2.87 Op 19 mei 2023 heeft verweerder de verwijsbrief van de orthopeed van 16 april 2021 en alle nagekomen medische informatie naar de medisch adviseur van Allianz gestuurd en Allianz hiervan per e-mail in kennis gesteld.
2.88 Op 27 juni 2023 heeft verweerder aan klaagster geschreven, voor zover relevant:
“(…) Wij spraken af het gesprek met de wederpartij af te wachten, waarbij met name het doel is te komen tot een (hogere) minnelijke regeling. Op 27 juni 2023 sprak ik telefonisch met mevrouw [H] van Allianz, waarover ik u graag bericht. Hierbij heb ik ook mee genomen uw e-mailbericht van 26 juni 2023. (…) Tot op heden heeft u aan voorschotten ontvangen een bedrag van € 10.000,00. Met mevrouw [H] heb ik verdere discussie gevoerd, om te bezien of zij bereid is te komen tot een hoger regelingsvoorstel. Uiteindelijk liet mevrouw [H] weten bereid te zijn een slotbetaling ten behoeve van u te doen van € 50.000,00 (in plaats van het eerdere voorstel een slotbetaling van € 35.000,-), om te komen tot een minnelijke regeling, zonder verder onderzoek. Indien we komen tot een minnelijke regeling, is de regeling definitief en tegen finale kwijting. Het totaal bedrag aan schadevergoeding ten behoeve van u komt dan uit op € 60.000,00. Dit is het maximale bedrag dat de wederpartij wil betalen, zonder verder (medisch) onderzoek. (…)”.
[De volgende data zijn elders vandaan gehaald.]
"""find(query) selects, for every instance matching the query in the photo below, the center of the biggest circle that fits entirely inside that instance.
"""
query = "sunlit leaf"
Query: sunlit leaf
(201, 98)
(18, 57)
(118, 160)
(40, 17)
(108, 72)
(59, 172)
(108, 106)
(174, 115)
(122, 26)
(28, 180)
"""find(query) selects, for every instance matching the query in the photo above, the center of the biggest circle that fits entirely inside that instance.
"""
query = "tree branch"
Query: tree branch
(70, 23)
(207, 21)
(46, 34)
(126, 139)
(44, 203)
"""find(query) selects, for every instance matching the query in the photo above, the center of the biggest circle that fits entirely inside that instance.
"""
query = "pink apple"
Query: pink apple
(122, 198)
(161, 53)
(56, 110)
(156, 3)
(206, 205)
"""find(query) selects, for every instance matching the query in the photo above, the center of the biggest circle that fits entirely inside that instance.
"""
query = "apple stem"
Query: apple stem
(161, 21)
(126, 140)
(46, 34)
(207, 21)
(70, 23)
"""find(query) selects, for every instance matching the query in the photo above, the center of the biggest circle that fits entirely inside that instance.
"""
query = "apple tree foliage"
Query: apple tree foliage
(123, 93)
2.89 Op 14 juli 2023 heeft verweerder per e-mail aan klaagster geschreven, voor zover relevant:
“In mijn e-mailberichten aan u van 21 april, 17 mei en 27 juni 2023 heb ik u uitgelegd welke vervolgstappen we op dit moment kunnen nemen in uw zaak. Hier valt niet onder het starten van een kort geding, zoals door u gevraagd. Hierbij wijs ik u ook op- mijn e-mailbericht aan u van 21 april 2023, waarin ik aangeef het op dit moment niet zinvol te achten de gang naar de rechter te maken, aangezien de medische situatie en medische discussie nog niet volledig is. Mocht u deze stap willen zetten, en het niet eens zijn met mijn plan van aanpak, adviseer ik u een andere belangenbehartiger te raadplegen.”
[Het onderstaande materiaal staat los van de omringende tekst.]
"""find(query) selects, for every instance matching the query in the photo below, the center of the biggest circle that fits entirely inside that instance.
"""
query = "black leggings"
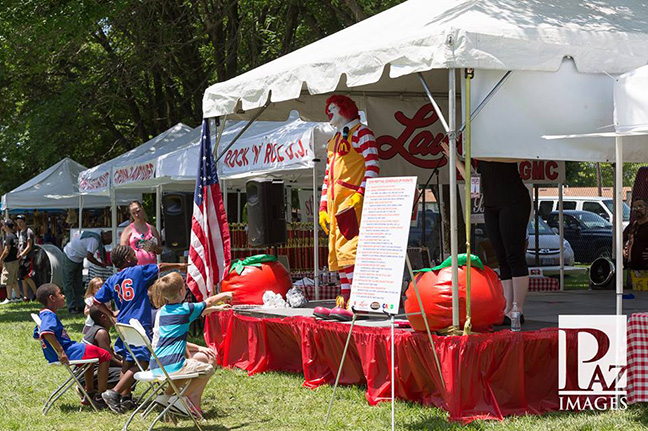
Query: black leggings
(506, 229)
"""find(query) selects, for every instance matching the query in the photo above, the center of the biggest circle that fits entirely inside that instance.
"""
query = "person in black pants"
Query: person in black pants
(507, 208)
2.90 Op 15 juli 2023 heeft klaagster aan mr. J geschreven, voor zover relevant:
“Bijgevoegd in deze email: de email d.d. 20 augustus 2018 van Allianz men was in 2018 al bereid mijn letselzaak af te handelen, maar uw collega [verweerder] heeft mij in 2018 niet inhoudelijk geïnformeerd over deze belangrijke brief van Allianz en vijf jaar later op 3 februari 2023 werd mij deze brief toegestuurd. Wijzend naar de inhoud schrijven Allianz d.d. 20 augustus 2018 men verzocht [verweerder] in 2018 om een schadestaat en in 2022 heeft [verweerder] deze (compleet) gemaakt. Ik wil u laten weten dat [verweerder de aanvullende medische informatie van [de orthopeed] van op 16 April 2021 twee jaar later in 2023 naar Allianz heeft gestuurd. (…) Met dit schrijven vraag ik weer uw hulp [mr. J] wilt u alstublieft uw collega [verweerder] nogmaals activeren zodat hij gehoor geeft op mijn verzoek om Allianz aan te schrijven (…)”
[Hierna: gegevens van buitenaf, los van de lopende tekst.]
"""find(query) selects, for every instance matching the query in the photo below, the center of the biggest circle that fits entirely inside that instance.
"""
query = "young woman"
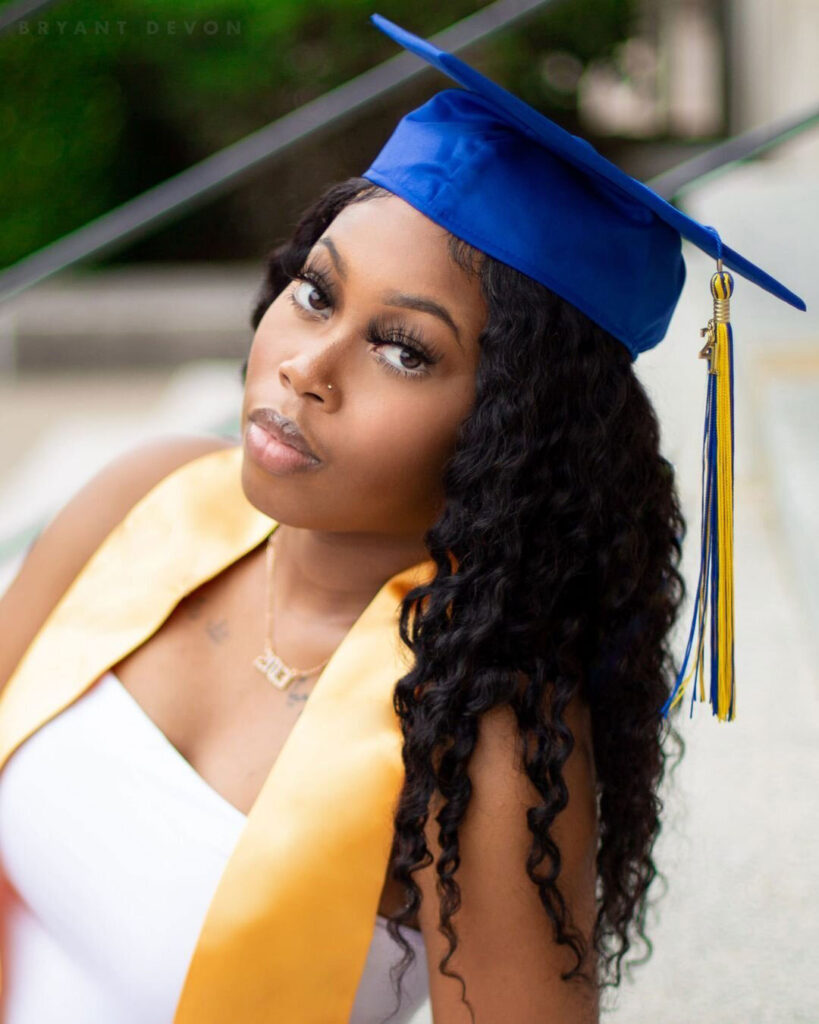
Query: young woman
(383, 679)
2.91 Op 29 oktober 2023 heeft klaagster een klacht tegen verweerder ingediend bij de deken.

3 KLACHT
3.1 De klacht houdt, zakelijk weergegeven, in dat verweerder tuchtrechtelijk verwijtbaar heeft gehandeld als bedoeld in artikel 46 Advocatenwet. Klaagster verwijt verweerder dat hij:
a) heeft gezorgd voor vertraging in de afhandeling van de letselschadezaak van klaagster en niet voor haar belangen is opgekomen in een zaak die inmiddels 13 jaar loopt;
b) pas in februari 2023 meerdere, belangrijke, vijf jaar oude brieven van de WA-verzekeraar heeft doorgestuurd waaronder een brief van 20 augustus 2018 waaruit bleek dat de WA-verzekeraar bereid was de letselschadezaak af te handelen;
c) zonder haar toestemming haar adresgegevens en telefoonnummer aan een verzekeringsarts van de WA-verzekeraar heeft verstrekt, met welke verstrekking klaagster in februari 2023 bekend raakte;
d) zonder haar overleg en toestemming van klaagster een medische expertise, in haar woning, door een verzekeringsarts van de WA-verzekeraar heeft gearrangeerd;
e) ondanks meerdere verzoeken van klaagster niet eerder dan in 2022 een schadestaat heeft opgesteld en aan klaagster heeft toegestuurd;
f) zonder toestemming van klaagster en buiten haar om, met de WA-verzekeraar is overeengekomen dat de schadestaat een tijdsduur zal hebben van 10 jaar;
g) heeft nagelaten om de daadwerkelijke feiten van het blijvend letsel richting de WA-verzekeraar aan de orde te stellen, waaronder het niet doorsturen van medische informatie van een orthopeed aan de WA-verzekeraar ondanks het verzoek van klaagster in april 2021;
h) geen gehoor heeft gegeven aan diverse verzoeken om in kort geding een passend voorschot te vorderen en niet op tijd heeft kunnen voorkomen dat de WA-verzekeraar klaagster financieel in de kou zet;
i) het heeft laten gebeuren dat de WA-verzekeraar een totaal ander beeld schetst en dat verweerder, ondanks verzoeken van klaagster, heeft nagelaten inhoudelijk te reageren op het schrijven van de WA-verzekeraar van 16 juni 2022, in welke reactie de daadwerkelijke feiten van blijvend letsel aan de orde worden gesteld;
j) klaagster onder druk heeft gezet door haar te laten weten dat zijn bemoeienis met de zaak ophoudt wanneer zij niet akkoord gaat met zijn plan van aanpak.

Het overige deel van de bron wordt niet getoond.